This disorder refers to a recurrent response to cold stimuli in which the digits of the hands progress from turning white and numb to cyanotic and eventually to red (pallor, cyanosis, then erythema). Symptoms may progress to include gangrene and ulceration in severe cases. The anatomy of the vascular system is such that the peripheral parts of the body (fingers, knees, soles, toes, etc.) are densely populated with capillaries and arteriovenous shunts. When exposed to cold stimuli, these shunts close and blood flow is mostly prevented from entering the cutaneous vasculature, thus conserving body heat. When this response to cold stimuli is excessive, afflicted persons suffer from Raynauds phenomenon. Arterial closure manifests as the initial pallor. This is followed by cyanosis, which reflects pooling of deoxygenated blood during vasospasm, and the symptoms eventually progress to erythema as a result of vasodilatation with excessive reflow of blood to the area. This disorder usually occurs in a bilateral and symmetrical pattern. Familial clustering is common, and women are affected much more commonly than men.
Primary Raynauds phenomenon occurs in the absence of any underlying disease process. Young women are most commonly afflicted with symptoms beginning just after menarche or anytime after the second decade of life. As described, the episodes are symmetric and involve the hands and feet. Even though one digit may be more severely affected than the others, this disorder usually includes all of the fingers from the tip to the metacarpophalangeal joint. Severe disease characterized by necrosis and tissue damage is uncommon with primary Raynauds although it may occur.
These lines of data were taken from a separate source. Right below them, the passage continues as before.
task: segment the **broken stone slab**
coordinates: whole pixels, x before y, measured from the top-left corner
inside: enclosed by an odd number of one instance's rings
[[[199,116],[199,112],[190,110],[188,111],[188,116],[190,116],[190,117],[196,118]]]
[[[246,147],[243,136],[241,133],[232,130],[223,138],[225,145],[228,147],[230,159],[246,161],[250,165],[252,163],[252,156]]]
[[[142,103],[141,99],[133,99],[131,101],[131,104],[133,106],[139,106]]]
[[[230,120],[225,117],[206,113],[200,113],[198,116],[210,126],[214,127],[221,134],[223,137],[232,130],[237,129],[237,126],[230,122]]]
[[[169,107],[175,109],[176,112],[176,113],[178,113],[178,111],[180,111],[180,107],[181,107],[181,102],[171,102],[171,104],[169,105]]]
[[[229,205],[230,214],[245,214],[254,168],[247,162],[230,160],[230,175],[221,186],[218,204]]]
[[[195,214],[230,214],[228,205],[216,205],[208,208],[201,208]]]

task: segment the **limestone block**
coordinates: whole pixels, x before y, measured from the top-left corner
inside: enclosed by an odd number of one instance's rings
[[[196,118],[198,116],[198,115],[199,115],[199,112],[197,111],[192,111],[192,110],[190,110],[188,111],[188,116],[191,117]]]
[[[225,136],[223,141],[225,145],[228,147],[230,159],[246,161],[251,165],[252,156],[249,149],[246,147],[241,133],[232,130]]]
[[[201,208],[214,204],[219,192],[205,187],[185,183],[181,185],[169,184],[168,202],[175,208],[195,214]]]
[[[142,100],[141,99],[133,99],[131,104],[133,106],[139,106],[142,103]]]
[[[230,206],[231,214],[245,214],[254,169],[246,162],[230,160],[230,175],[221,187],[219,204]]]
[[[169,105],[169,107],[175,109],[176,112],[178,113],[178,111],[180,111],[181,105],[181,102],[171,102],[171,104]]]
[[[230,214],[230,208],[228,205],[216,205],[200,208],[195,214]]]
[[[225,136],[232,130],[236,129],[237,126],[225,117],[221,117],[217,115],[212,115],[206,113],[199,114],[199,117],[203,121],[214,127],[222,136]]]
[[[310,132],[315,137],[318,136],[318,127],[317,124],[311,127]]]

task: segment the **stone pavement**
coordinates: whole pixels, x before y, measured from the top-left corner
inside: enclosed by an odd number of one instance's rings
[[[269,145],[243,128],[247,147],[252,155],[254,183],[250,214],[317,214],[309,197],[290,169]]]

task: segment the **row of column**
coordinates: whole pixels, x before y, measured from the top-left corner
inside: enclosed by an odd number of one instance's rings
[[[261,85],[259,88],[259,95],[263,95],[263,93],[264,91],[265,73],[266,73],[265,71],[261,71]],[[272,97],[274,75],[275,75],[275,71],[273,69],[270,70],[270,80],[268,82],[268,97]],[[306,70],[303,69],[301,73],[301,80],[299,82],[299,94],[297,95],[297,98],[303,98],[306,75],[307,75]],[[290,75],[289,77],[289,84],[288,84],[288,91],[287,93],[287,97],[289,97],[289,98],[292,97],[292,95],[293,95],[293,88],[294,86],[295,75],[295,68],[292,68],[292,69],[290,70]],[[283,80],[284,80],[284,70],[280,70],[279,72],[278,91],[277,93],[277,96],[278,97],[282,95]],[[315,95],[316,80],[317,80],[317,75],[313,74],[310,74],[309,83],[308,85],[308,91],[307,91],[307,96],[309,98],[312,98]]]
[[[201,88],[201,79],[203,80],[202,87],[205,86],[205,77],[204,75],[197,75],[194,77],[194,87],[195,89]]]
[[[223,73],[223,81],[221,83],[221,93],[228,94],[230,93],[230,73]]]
Secondary Raynauds phenomenon occurs in the presence of an underlying disease process or secondary to certain medications. Rheumatologic diseases are frequently associated with this disorder. In patients afflicted with scleroderma, approximately 90% suffer from Raynauds phenomenon. Less commonly, patients afflicted with systemic lupus erythematosus (10-40%), dermatomyositis (30%), and Sjogrens syndrome (20%) suffer from secondary Raynauds phenomenon. Secondary Raynauds phenomenon may also occur in persons with normal vasculature who suffer with a hyperviscous state (polycythemia vera, essential thrombocytosis, macroglobulinemia, cryoglobulinemia). Criteria that indicate secondary Raynauds phenomenon as the diagnosis are: late age of the initial attack, the ingestion of medications known to be associated with Raynauds phenomenon, severe painful attacks, the presence of skin necrosis and ulceration, or if the patient manifests symptoms and signs of an underlying disease that is known to be associated with Raynauds phenomenon.
The physical exam of patients afflicted with this disorder should include a careful examination of the nail-fold capillaries. A drop of oil should be placed on the skin at the base of the fingernail and then the area should be inspected using either a wide-field microscope or an ophthalmoscope. If dilated, enlarged capillary loops are noted, secondary Raynauds phenomenon should be suspected. The changes in the nail bed capillaries occur early in the course of the underlying disease.
Therapy for Raynauds phenomenon ally includes avoidance of initiating factors (cold stimuli, stress, etc.). As primary disease is usually not as severe and is generally not associated with gangrene or ulceration, pharmacologic therapy is usually not warranted. When severe attacks occur, the calcium channel blockers nifedipine or diltiazem are effective. The application of topical 2% nitroglycerin ointment may also be beneficial.